# Climing ferns?



## Tjstampa (Nov 16, 2020)

I asked this in warmer lawns but received no response

I believe these are climbing ferns. I have applied roundup but it seems that only the leaves that are touched by the roundup die and it keeps growing. These are pictures of it in my bougainvillea.

When I try to pull it by hand it just breaks off and is back in a couple weeks.


----------



## mowww (Jan 16, 2018)

Yes, it looks like Japanese climbing fern. Digging out roots and rhizomes was the only way I have ever been able to control it.


----------



## Wiley (Dec 2, 2019)

Glyphosate (roundup) and MSM might control it with multiple applications.
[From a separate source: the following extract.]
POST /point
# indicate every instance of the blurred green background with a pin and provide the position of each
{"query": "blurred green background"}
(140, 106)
As mentioned, removal of the the roots and rhizomes may be your best bet.

Here is a link to some info on Japanese Climbing Ferns. https://edis.ifas.ufl.edu/fr280


----------



## Tjstampa (Nov 16, 2020)

Will msm harm bougainvillea?

Can I mix msm with roundup? (Easier to spell than chemical name)


----------



## Wiley (Dec 2, 2019)

Yes, you can mix Roundup with MSM. Spraying this mix on desirable plants would not be recommend.

If the fern is starting to grow within or choke out other plants, I would start by cutting everything back and get some speration between the fern and your desirable plants . This will give you an idea of the size of the root structure of the fern and then you can decide if digging or herbicides are the way to go.


----------